BUSTLING MARKETS ALREADY EXIST for shopping lapsed domains with apparent blurb potential—those that are really brief or include of a common English word.
But educational biography domains are mostly prolonged and esoteric, so a hijackers contingency have their possess plan for anticipating their
victims. With my biography domain-tracking formula adult and running, we satisfied that this competence usually be a trick. The usually tweak
indispensable was to filter a information by a domain’s death date. That yields a list of intensity targets to stalk, and when
to strike.

That’s when we became a hijacker myself. Why not buy one of a lapsed domains immediately, if usually to save it? Web of Science
listed hart.hr as a domain for Život Umjetnosti (Journal of Contemporary Art), published for a past 50 years by a Institute of Art History in Zagreb. To squeeze a .hr domain, we had to sinecure a European
association to offer as my proxy, and we kick a hijackers to it.
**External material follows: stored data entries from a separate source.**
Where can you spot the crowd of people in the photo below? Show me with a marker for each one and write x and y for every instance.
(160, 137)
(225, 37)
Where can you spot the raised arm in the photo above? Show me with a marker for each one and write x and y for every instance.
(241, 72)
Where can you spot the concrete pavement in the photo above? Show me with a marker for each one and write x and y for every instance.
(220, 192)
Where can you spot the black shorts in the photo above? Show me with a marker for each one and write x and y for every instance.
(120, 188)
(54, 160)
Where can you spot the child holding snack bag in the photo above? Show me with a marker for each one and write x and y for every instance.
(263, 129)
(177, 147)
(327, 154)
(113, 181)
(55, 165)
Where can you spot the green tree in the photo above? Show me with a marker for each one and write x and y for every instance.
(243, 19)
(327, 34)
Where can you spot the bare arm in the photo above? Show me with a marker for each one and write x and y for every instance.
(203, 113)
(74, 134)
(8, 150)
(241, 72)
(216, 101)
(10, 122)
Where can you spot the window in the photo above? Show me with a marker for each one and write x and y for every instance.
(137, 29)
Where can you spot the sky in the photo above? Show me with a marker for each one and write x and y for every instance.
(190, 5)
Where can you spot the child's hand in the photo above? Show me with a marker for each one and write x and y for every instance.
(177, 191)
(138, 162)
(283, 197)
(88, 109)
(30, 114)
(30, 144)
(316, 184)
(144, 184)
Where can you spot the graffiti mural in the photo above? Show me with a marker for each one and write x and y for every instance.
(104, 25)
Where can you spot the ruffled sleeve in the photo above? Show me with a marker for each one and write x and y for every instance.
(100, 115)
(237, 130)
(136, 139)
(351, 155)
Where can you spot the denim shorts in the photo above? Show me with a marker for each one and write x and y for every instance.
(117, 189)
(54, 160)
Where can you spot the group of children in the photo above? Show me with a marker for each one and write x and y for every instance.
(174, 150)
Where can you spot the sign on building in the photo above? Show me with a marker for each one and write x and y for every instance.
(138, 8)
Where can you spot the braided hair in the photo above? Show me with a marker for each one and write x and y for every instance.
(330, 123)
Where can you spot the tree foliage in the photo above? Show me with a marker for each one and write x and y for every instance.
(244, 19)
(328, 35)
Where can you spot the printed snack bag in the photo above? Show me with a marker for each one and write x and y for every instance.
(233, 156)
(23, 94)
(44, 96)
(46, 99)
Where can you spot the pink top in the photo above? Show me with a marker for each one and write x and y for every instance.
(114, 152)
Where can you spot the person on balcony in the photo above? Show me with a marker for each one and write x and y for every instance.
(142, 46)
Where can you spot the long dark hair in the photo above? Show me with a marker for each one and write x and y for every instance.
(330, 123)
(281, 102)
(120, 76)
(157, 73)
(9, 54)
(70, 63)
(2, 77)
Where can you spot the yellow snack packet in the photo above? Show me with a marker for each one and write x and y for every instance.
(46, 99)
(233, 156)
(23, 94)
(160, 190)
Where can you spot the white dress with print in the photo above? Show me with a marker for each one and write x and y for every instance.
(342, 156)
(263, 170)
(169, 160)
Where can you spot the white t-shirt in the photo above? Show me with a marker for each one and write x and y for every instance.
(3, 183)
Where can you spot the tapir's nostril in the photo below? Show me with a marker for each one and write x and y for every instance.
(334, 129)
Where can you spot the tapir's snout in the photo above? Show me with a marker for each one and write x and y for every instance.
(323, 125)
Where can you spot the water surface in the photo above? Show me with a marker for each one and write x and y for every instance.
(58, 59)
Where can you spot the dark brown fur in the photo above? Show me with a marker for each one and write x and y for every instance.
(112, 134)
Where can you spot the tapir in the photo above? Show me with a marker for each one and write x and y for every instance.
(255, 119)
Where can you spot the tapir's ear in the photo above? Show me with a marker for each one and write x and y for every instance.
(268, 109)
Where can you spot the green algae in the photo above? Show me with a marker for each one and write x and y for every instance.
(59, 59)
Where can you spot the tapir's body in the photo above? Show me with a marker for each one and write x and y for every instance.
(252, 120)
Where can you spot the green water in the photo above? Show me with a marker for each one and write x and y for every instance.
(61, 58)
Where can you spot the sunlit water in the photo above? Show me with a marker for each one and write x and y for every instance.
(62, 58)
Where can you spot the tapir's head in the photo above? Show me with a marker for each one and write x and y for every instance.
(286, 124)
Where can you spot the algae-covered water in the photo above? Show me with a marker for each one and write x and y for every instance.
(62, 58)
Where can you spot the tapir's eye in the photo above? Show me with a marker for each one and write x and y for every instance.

My antic is really doubtful to have inconvenienced readers. The publisher changed a biography to a new Web domain in Jun and
told Thomson Reuters, says a editor, Sandra Križić Roban. “They got a information about a new URL,” she says, but
as Science went to press, Web of Science still points to a domain that we now control. (I took down a song video, and a site now
shows a applicable xkcd animation and a distinguished couple to a genuine biography and this story.)

It won’t be a final biography domain to get snatched. “Many publishers still secure in a imitation universe have never completely
gotten used to a sum of using a website,” says Stewart Wills, a former Web editor of Science. “It’s not startling that a check comes in and falls by a cracks. [But] we need to use due diligence, sinecure adequate
staff, or use an outmost website vendor,” he says. “The chastisement for not professionalizing your online operation is now far
too high.”

And it’s not usually tiny biography publishers that are vulnerable. The whole edition attention relies on digital intent identifiers
(DOIs) to map Web addresses to erudite papers. That complement stopped operative quickly in Jan given a registration of
a doi.org domain expired. “For all a excess built into a systems—multiple servers, mixed hosting sites, Raid drives, redundant
power—we were dismantled by a elementary executive task,” reads a mea culpa matter on a blog of CrossRef, a organization
that maintains a DOI system. “Truly, we are humbled.”

If a site like CrossRef were hijacked, a consequences for academia would be enormous, Davis says. “We’d have to compensate a ransom
or emanate an wholly new system,” he says. “Going behind to imitation edition is simply not an choice for scholarship journals.”